The Self: Buddhism vs Science

Buddhist teachings state that nothing is constant, including the self. The notion of an ever-changing self, where the body and the brain are constantly in a state of flux, is now being supported by scientific research.

According neuroscience papers, there is scientific evidence to show that our brain is always in self-processing mode, extending to a diverse range of fluctuating neural processes.

Sleep Theories

Ancient Indian theories differ from the standard neuroscience view about deep sleep being a blackout state where nothing is left, not even consciousness.

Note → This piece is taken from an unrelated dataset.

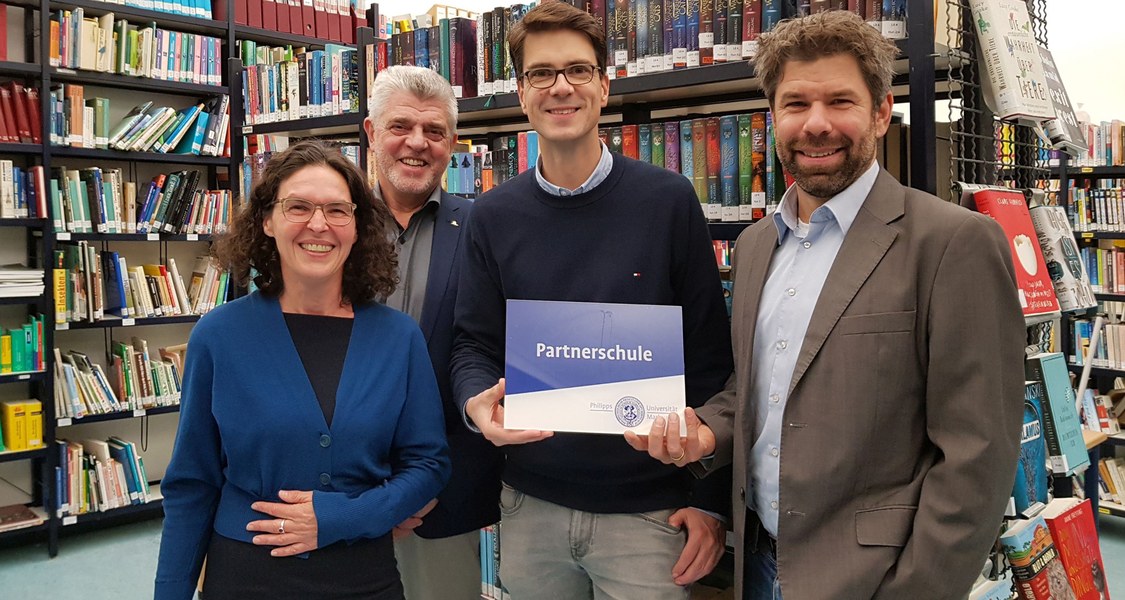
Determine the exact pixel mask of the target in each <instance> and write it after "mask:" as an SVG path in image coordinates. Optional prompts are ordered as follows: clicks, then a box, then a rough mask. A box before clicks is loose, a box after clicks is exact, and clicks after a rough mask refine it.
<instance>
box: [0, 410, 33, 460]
mask: <svg viewBox="0 0 1125 600" xmlns="http://www.w3.org/2000/svg"><path fill="white" fill-rule="evenodd" d="M26 413H27V410H26V408H25V406H24V403H22V402H21V401H11V400H9V401H6V402H0V428H3V439H4V446H7V447H8V449H9V450H26V449H27V429H26V427H27V419H26Z"/></svg>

It is stated that a certain subtle awareness is present, even in dreamless sleep, though there is no time measurement tool for the brain to put that in memory. That is why the brain does not know the time when we wake up from deep sleep.

Meditation And Sleep

A 2013 study showed that meditation has some positive effect on electro-physical brain patterns during sleep, enhancing our capacity to process information and also maintain a heightened level of awareness.

The Existence of the Self

Science has the standard approach of being stubborn in its existing ‘theories’, however unproven, and disregarding ancient science, like the denial of the existence of the self, claiming that it is just an illusion created by the brain.

Once again, ancient Buddhist and Indian science is way ahead and maintains that there is a self, something supported by many neuroscientists too.